Sono le parole contenute in un documento diffuso nei giorni scorsi dal movimento femminista russo che si appella a tutta la galassia femminista globale per protestare contro la guerra e contro l’invasione dell’Ucraina. Lo abbiamo fatto sabato scorso, quando siamo scese in piazza a Roma per fermare una guerra che per l’ennesima volta colpirà i civili, dividendo le famiglie (le madri e i bambini in fuga, gli uomini a imbracciare le armi), producendo morte, povertà e devastazione. Lo faremo in questo otto marzo, Giornata internazionale della Donna, chiedendo la pace per tutt3, come recita lo slogan che abbiamo scelto per accompagnare l’illustrazione realizzata da Eliana Albertini per Arci.
Ma come possono le donne lottare per la libertà senza armi da fuoco? Si domandava Virginia Woolf nel saggio “Pensieri di pace durante un’incursione aerea”, scritto nel 1940 sotto i bombardamenti tedeschi. “Possiamo fabbricare idee” – è la risposta – “Ma perché le idee siano efficaci, dobbiamo essere in grado di spararle. Dobbiamo metterle in atto”.

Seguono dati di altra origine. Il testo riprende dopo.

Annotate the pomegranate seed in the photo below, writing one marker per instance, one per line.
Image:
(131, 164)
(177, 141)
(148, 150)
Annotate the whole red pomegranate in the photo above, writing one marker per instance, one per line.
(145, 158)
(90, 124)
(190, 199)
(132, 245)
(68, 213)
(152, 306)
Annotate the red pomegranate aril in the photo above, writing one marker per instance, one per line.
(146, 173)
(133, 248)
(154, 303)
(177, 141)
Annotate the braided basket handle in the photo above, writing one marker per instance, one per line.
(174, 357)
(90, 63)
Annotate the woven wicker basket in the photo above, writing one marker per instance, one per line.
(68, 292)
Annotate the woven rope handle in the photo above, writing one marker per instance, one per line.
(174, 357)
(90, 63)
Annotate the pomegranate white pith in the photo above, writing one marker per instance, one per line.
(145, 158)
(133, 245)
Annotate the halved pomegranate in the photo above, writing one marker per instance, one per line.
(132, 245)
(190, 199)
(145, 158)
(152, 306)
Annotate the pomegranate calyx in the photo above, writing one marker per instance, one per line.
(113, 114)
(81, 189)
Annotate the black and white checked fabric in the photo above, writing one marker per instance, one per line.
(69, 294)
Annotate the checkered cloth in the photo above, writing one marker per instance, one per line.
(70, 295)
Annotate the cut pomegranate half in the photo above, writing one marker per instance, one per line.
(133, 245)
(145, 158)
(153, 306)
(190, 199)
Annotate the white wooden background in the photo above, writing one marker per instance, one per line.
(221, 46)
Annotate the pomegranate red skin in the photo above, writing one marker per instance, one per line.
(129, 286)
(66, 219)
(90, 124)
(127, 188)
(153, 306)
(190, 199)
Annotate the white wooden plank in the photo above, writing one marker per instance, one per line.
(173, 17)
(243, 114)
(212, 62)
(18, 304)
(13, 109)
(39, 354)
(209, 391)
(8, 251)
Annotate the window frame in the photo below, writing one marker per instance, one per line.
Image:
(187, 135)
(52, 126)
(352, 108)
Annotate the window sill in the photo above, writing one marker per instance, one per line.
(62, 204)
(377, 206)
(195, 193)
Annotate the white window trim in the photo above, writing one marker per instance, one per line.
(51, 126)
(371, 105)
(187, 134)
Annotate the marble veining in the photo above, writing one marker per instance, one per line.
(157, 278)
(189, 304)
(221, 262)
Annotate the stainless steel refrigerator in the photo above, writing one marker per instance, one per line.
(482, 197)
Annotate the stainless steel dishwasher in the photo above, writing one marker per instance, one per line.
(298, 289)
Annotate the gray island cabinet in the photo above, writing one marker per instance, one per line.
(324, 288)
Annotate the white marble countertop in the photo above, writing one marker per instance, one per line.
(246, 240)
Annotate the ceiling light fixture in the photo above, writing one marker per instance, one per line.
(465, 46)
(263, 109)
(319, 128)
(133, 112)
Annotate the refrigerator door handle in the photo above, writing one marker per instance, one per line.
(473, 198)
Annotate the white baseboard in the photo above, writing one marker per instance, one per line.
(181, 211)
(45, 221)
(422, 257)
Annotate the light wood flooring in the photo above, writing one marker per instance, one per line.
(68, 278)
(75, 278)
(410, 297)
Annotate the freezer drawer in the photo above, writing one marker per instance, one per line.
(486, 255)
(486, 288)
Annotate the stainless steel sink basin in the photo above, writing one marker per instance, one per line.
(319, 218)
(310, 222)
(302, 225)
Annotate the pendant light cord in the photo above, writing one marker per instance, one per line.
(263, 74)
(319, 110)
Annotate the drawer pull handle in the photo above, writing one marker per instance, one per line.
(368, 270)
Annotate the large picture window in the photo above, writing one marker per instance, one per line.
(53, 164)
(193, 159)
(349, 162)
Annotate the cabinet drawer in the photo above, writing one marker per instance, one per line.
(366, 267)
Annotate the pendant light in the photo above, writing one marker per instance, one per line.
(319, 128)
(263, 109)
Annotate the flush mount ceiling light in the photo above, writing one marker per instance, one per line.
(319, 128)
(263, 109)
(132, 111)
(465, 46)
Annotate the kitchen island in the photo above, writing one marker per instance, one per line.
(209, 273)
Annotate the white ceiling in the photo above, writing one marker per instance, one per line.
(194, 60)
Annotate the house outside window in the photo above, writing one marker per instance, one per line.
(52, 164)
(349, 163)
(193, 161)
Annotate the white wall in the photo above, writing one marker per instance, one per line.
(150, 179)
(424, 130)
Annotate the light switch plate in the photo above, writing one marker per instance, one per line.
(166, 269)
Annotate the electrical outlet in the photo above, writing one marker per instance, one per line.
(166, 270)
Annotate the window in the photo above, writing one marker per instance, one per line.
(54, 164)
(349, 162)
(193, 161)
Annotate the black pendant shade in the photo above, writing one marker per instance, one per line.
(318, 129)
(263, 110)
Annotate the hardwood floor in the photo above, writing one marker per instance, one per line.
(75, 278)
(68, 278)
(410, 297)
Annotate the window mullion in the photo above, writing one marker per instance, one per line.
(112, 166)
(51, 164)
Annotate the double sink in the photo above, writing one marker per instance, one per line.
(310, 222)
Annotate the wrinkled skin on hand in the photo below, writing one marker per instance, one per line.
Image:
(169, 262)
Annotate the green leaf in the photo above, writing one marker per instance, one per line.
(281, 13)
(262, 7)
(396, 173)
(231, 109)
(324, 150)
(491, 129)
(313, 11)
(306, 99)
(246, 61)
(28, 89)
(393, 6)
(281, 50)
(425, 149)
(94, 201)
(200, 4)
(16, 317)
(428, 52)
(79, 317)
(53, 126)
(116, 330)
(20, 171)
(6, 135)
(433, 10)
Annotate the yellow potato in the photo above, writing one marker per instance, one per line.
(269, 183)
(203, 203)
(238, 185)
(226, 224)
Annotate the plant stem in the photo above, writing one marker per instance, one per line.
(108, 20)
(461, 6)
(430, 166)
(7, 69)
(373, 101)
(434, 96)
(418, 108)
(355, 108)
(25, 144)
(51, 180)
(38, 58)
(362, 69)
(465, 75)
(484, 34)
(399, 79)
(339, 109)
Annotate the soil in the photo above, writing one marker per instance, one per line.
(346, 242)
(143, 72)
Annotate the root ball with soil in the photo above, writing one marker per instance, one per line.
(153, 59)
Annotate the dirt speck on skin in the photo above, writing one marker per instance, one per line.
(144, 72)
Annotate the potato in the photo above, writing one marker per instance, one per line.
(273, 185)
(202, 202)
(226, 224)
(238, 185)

Come la donna del disegno, portiamo con i nostri corpi, le nostre idee e le nostre voci, la responsabilità di questo otto marzo in tempi di guerra. Apriamo spazi di confronto e discussione per mobilitarci contro la violenza del potere patriarcale di cui la guerra è espressione diretta, come ci ricorda Virginia Woolf.
Portiamo avanti la rivoluzione della cura: prendersi cura del mondo in cui viviamo, lottare contro la politica cieca dei confini, contro ogni forma di discriminazione e disuguaglianza è l’unica condizione per costruire un futuro di pace.